Salah satu tokoh yang terkenal dalam peristiwa ini adalah Bung Tomo, seorang pemuda yang melalui siaran radio membakar semangat rakyat untuk terus melawan penjajah.
Setelah Proklamasi 17 Agustus 1945, situasi Indonesia belum stabil. Indonesia masih bergejolak, terutama antara rakyat dan tentara asing. Salah satunya di Surabaya, Jawa Timur. Peristiwa tersebut dikenal sebagai Hari Pahlawan. Setiap 10 November, negara kita tercinta memperingati Hari Pahlawan. 10 November juga dikenal sebagai Pertempuran Surabaya dan tercatat sebagai salah satu peristiwa penting dalam sejarah Republik Indonesia (RI), karena pada 10 November 1945 terjadi pertempuran besar pasca kemerdekaan.
Kenapa harus memperingati Hari Pahlwan?
Berdasarkan Kepres No. 316 Tahun 1959, peringatan peristiwa 10 November 1945 sebagai Hari Pahlawan setiap tahun menjadi momen untuk memperkuat ingatan kolektif bangsa. Pahlawan menjadi teladan di berbagai tingkatan dan aktivitas masyarakat, yang pada gilirannya menumbuhkan rasa cinta terhadap tanah air.
Semangat pembangunan bangsa dan negara tercermin dalam upaya mewujudkan peningkatan kualitas sumber daya manusia secara berkelanjutan untuk menjaga dan memajukan Indonesia sebagai bangsa yang merdeka.
Upaya ini dilakukan dengan memanfaatkan kemajuan ilmu pengetahuan dan teknologi, sembari menghadapi tantangan perkembangan global. Langkah tersebut terlihat dalam berbagai aspek kehidupan, seperti sosial, ekonomi, budaya, dan politik, baik di tingkat nasional maupun komunitas.
Semangat pahlawan dalam membangun bangsa dan negara akan mewujudkan masyarakat adil dan makmur, baik secara material maupun spiritual, berdasarkan Pancasila dan UUD 1945, dalam Negara Kesatuan Republik Indonesia yang merdeka, berdaulat, adil, dan makmur.

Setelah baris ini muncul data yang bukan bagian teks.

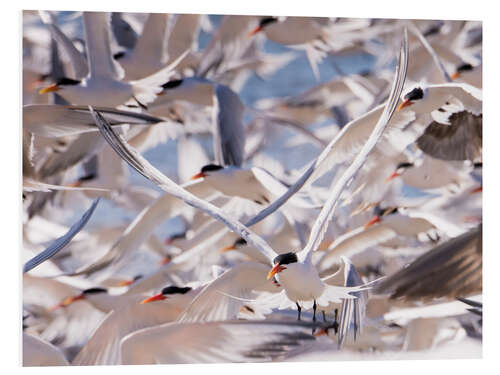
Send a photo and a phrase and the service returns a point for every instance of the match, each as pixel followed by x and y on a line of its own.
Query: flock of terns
pixel 371 249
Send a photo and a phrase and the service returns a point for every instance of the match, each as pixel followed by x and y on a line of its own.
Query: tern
pixel 294 270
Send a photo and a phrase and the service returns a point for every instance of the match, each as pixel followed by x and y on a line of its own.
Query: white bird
pixel 294 271
pixel 214 342
pixel 37 352
pixel 104 84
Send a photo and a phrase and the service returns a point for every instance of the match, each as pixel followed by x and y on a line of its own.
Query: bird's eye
pixel 415 94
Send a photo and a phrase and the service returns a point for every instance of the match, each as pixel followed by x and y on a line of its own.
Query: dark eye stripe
pixel 415 94
pixel 211 168
pixel 286 258
pixel 175 290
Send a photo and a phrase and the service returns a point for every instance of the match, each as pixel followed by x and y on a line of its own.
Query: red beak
pixel 373 220
pixel 51 88
pixel 320 332
pixel 67 301
pixel 276 269
pixel 166 260
pixel 479 189
pixel 392 176
pixel 126 282
pixel 157 297
pixel 405 103
pixel 227 248
pixel 198 175
pixel 254 31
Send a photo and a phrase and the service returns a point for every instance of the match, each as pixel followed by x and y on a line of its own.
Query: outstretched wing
pixel 59 244
pixel 326 214
pixel 141 165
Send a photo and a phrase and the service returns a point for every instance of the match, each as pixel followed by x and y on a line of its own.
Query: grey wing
pixel 352 311
pixel 103 347
pixel 58 244
pixel 229 341
pixel 83 148
pixel 229 134
pixel 78 61
pixel 461 140
pixel 452 269
pixel 141 165
pixel 61 120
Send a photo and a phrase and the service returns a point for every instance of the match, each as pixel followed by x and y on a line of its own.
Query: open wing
pixel 223 298
pixel 452 269
pixel 37 352
pixel 78 61
pixel 59 244
pixel 326 214
pixel 61 120
pixel 229 134
pixel 103 347
pixel 141 165
pixel 230 341
pixel 97 27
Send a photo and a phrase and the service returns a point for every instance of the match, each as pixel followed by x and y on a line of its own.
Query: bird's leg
pixel 314 316
pixel 335 324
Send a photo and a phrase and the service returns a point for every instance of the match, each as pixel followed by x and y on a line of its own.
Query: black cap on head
pixel 380 212
pixel 404 165
pixel 119 55
pixel 286 258
pixel 67 81
pixel 267 20
pixel 175 290
pixel 172 84
pixel 211 168
pixel 415 94
pixel 240 242
pixel 464 67
pixel 88 177
pixel 94 291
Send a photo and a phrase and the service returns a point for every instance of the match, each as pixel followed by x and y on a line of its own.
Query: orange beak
pixel 157 297
pixel 320 332
pixel 276 269
pixel 254 31
pixel 198 175
pixel 67 301
pixel 166 260
pixel 227 248
pixel 76 183
pixel 392 176
pixel 405 103
pixel 51 88
pixel 479 189
pixel 126 282
pixel 373 220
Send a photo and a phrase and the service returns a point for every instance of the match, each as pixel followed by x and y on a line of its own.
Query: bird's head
pixel 166 293
pixel 279 263
pixel 82 296
pixel 262 24
pixel 83 179
pixel 379 214
pixel 400 169
pixel 414 95
pixel 207 170
pixel 239 243
pixel 465 67
pixel 130 281
pixel 59 85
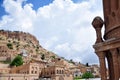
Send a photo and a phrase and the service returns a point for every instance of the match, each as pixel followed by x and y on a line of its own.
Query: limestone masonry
pixel 108 48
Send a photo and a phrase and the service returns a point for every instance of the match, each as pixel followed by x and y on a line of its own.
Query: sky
pixel 61 26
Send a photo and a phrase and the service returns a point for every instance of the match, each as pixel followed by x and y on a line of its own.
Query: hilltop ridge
pixel 13 43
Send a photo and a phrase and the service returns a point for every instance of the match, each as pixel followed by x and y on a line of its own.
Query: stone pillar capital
pixel 101 55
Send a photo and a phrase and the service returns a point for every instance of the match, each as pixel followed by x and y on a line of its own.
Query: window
pixel 32 72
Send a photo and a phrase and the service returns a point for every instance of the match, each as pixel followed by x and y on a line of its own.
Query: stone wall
pixel 22 36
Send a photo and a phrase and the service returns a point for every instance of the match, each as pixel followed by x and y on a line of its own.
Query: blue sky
pixel 61 26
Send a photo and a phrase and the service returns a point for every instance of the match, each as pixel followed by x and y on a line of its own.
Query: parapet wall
pixel 22 36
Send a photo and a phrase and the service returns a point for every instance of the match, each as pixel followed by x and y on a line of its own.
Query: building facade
pixel 108 48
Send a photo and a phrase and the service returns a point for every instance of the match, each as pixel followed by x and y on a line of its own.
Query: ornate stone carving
pixel 97 24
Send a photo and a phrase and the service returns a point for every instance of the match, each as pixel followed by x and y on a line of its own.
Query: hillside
pixel 13 43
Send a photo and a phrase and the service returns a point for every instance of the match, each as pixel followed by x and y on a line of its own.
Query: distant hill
pixel 13 43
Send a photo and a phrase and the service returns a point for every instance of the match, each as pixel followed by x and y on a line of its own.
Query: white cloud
pixel 62 26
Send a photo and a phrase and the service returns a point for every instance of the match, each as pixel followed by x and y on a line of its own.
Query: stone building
pixel 56 71
pixel 108 48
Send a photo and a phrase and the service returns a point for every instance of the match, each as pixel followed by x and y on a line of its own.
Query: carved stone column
pixel 110 65
pixel 101 56
pixel 97 24
pixel 114 53
pixel 114 4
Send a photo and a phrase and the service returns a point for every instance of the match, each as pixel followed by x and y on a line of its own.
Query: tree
pixel 87 75
pixel 17 61
pixel 42 56
pixel 9 45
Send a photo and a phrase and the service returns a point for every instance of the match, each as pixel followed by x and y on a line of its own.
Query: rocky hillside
pixel 13 43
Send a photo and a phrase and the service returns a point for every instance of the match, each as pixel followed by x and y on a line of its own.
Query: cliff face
pixel 14 43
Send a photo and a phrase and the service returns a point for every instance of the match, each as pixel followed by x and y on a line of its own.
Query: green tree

Bisakah kita menjadi Pahlwan?
Dalam Kamus Besar Bahasa Indonesia (KBBI), Pahlawan merupakan seseorang yang menonjol karena keberanian dan pengorbanannya dalam memperjuangkan kebenaran, atau seorang pejuang yang gagah dan berani. Artinya, menjadi seorang pahlawan bukanlah hal yang mustahil bagi siapa pun. Setiap individu yang berjuang untuk membela kebenaran memiliki peluang untuk dianggap sebagai pahlawan.
Dalam konteks negara dan kebangsaan, gelar pahlawan diberikan kepada mereka yang memiliki jasa besar dalam memperjuangkan kemerdekaan bangsa dan negara. Seorang pahlawan bertindak atas dasar cinta pada tanah air dan pengorbanan untuk negeri tempat ia berpijak.
Bagaimana Sejarah Singkat Hari Pahlawan?
Banyak orang mungkin belum mengetahui alasan Hari Pahlawan diperingati setiap 10 November. Tanggal ini dipilih untuk mengenang pertempuran bersejarah di Surabaya pada 10 November 1945. Melalui Keputusan Presiden (Kepres) No. 316 Tahun 1959, pemerintah Indonesia juga menetapkan tanggal tersebut sebagai Hari Pahlawan.
Pada pertengahan September, tentara Inggris mendarat di Jakarta dan mereka berada di Surabaya pada 25 September 1945. Tentara Inggris tergabung dalam AFNEI (Allied Forces Netherlands East Indies) datang bersama dengan tentara NICA (Netherlands Indies Civil Administration). Tugas mereka adalah melucuti tentara Jepang dan memulangkan mereka ke negaranya, membebaskan tawanan perang yang ditahan oleh Jepang, sekaligus mengembalikan Indonesia kepada pemerintahan Belanda sebagai negara jajahan.
Namun gejolak antara tentara dan milisi pro kemerdekaan Indonesia dan pihak Belanda sudah dimulai pada 19 September 1945. Karena malam sebelumnya, sekelompok orang Belanda di bawah pimpinan W.V.Ch. Ploegman mengibarkan bendera Belanda di sebelah utara di Hotel Yamato, Jalan Tunjungan Nomor 65, Surabaya, tanpa
persetujuan Pemerintah RI Daerah Surabaya. Hal ini memicu kemarahan warga Surabaya. Mereka menganggap Belanda menghina kemerdekaan Indonesia dan melecehkan bendera Merah Putih.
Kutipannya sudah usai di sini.